Metadata-Version: 2.1
Name: mlx-llm-server
Version: 0.1.8
Summary: server to serve mlx model as an OpenAI compatible API
Home-page: https://github.com/mzbac/mlx-llm
Author: anchen
Author-email: li.anchen.au@gmail.com
License: MIT
Requires-Python: >=3.10
Description-Content-Type: text/markdown
Requires-Dist: mlx-lm
Requires-Dist: numpy
Requires-Dist: transformers

# mlx-llm-server

This guide will help you set up the MLX-LLM server to serve the model as an OpenAI compatible API.

## Quick Start

### Installation

Before starting the MLX-LLM server, install the server package from PyPI:

```bash
pip install mlx-llm-server
```
### Start the Server

```bash
mlx-llm-server --model <path-to-your-model>
```
### Arguments
- `--model`: The path to the mlx model weights, tokenizer, and config. This argument is required.
- `--adapter-file`: (Optional) The path for the trained adapter weights.

### Host and Port Configuration
The server will start on the host and port specified by the environment variables `HOST` and `PORT`. If these are not set, it defaults to `127.0.0.1:8080`.

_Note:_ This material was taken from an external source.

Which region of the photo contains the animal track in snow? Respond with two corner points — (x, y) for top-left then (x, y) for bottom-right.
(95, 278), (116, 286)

To start the server on a different host or port, set the `HOST` and `PORT` environment variables before starting the server. For example:

```bash
export HOST=0.0.0.0
export PORT=5000
mlx-llm-server --model <path-to-your-model>
```

The MLX-LLM server can serve both Hugging Face format models and quantized MLX models. You can find these models at the [MLX Community on Hugging Face](https://huggingface.co/mlx-community).

## API Spec
## API Endpoint: `/v1/chat/completions`
### Method: `POST`
### Request Headers
- `Content-Type`: Must be `application/json`.

### Request Body (JSON)
- `messages`: An array of message objects representing the conversation history. Each message object should have a `role` (e.g., `user`, `assistant`) and `content` (the message text).
- `role_mapping`: (Optional) A dictionary to customize the role prefixes in the generated prompt. If not provided, default mappings are used.
- `stop`: (Optional) An array of strings or a single string representing stopping conditions for the generation. These are sequences of tokens where the generation should stop.
- `max_tokens`: (Optional) An integer specifying the maximum number of tokens to generate. Defaults to 100.
- `stream`: (Optional) A boolean indicating if the response should be streamed. If `true`, responses are sent as they are generated. Defaults to `false`.
- `model`: (Optional) A string specifying the model to use for generation. This is not utilized in the provided code but could be used for selecting among multiple models.
- `temperature`: (Optional) A float specifying the sampling temperature. Defaults to 1.0.
- `top_p`: (Optional) A float specifying the nucleus sampling parameter. Defaults to 1.0.
- `repetition_penalty`: Optional. Applies a penalty to repeated tokens.
- `repetition_context_size`: Optional. The size of the context window for applying repetition penalty.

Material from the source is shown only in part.